Prompt Engineering Careers
We’ve looked at the question of whether prompt engineering is really engineering from the perspective of what a prompt engineer can do, but we can also approach the question from an economic standpoint and ask: Can someone get a job as a prompt engineer? While there are occasionally job postings (with impressive salaries) for prompt engineers, it should not be surprising that simply knowing how to write good prompts is not sufficient qualification even for postings with “prompt engineer” in their title.
Indeed, it’s been argued that being skilled at getting LLMs to produce a desired output is akin to being skilled with a word processor. However, there is a clear difference between being an Office Suite power user and being adept at prompt engineering. Those who are skilled with word processes can make documents look more polished or professional, but those skills won’t help them improve the content of those documents. In contrast, a skilled prompt engineer should be able to generate better content from an LLM than a novice, at least in theory. The difficulty with evaluating this premise is that prompt engineering is still so new that there are not yet rigorous standards by which to measure prompt performance.
Sure, we can compare the accuracy of outputs from prompts on a simple word problem, but the real question is whether prompt engineering makes a difference (or whether it’s even necessary) when working with LLMs that have been trained on enterprise or other domain-specific data. If it does, then there might really be a future workforce of prompt engineers.

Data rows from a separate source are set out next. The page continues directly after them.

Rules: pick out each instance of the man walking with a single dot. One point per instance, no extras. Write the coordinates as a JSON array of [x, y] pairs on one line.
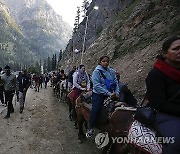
[[70, 78], [1, 88], [10, 83], [23, 85]]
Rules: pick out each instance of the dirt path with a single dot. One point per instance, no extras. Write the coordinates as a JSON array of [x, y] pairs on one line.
[[43, 128]]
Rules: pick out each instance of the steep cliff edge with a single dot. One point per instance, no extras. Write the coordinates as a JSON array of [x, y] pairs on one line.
[[132, 39]]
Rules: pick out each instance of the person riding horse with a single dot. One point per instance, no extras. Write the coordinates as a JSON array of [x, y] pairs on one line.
[[81, 83], [104, 84]]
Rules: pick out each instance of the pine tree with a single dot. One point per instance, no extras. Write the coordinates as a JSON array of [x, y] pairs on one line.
[[85, 6], [77, 18], [49, 68]]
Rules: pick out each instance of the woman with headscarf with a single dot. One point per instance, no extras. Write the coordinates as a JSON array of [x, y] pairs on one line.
[[81, 82], [163, 92]]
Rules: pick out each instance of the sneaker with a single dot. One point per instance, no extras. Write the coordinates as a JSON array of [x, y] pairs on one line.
[[89, 133], [7, 116], [12, 111]]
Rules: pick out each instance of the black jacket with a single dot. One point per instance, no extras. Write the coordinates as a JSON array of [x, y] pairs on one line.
[[23, 82], [161, 88]]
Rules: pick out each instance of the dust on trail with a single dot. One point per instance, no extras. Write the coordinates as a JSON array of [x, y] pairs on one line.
[[42, 128]]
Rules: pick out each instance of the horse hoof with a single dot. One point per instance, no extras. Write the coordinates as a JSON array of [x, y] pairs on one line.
[[76, 127], [79, 141]]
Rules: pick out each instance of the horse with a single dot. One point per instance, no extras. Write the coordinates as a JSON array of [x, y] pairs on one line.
[[83, 112], [62, 90], [120, 122]]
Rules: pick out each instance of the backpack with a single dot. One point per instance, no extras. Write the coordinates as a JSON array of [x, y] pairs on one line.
[[110, 84]]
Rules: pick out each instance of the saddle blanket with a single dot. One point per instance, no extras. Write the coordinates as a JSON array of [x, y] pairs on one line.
[[144, 138]]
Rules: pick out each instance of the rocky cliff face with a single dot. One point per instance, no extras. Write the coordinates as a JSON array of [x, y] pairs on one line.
[[35, 27], [40, 24], [132, 38]]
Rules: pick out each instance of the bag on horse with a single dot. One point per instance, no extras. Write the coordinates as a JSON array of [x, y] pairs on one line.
[[107, 108], [110, 84], [146, 114], [74, 93]]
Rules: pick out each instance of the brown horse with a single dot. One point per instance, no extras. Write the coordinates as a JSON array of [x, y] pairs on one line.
[[83, 112], [117, 126]]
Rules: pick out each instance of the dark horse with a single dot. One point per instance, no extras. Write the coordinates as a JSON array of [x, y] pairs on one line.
[[117, 126]]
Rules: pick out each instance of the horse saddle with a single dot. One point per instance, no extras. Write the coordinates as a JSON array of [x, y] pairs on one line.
[[144, 138], [87, 97]]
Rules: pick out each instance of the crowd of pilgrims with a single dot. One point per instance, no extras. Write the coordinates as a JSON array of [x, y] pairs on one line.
[[162, 82]]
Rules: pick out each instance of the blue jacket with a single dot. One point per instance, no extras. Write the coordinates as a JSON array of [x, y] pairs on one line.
[[99, 86]]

The Problem with Prompt Engineering
For now, prompt engineering may best be understood as a collection of tricks and workarounds for getting LLMs to overcome their current deficits—at least in a limited fashion. There have yet to be techniques that can fully address the fundamental shortcomings of large language models, such as their insensitivity to the difference between statistical likelihood (or mere popularity) and truth, or the inherent biases in their training data. If we could do that, then prompt engineering might really replace feature engineering, architecture engineering and other lower-level processes of managing large neural networks.
At the end of the day, is prompt engineering really engineering?
Rather than simply saying “No,” a better answer for the moment is, “Not yet.”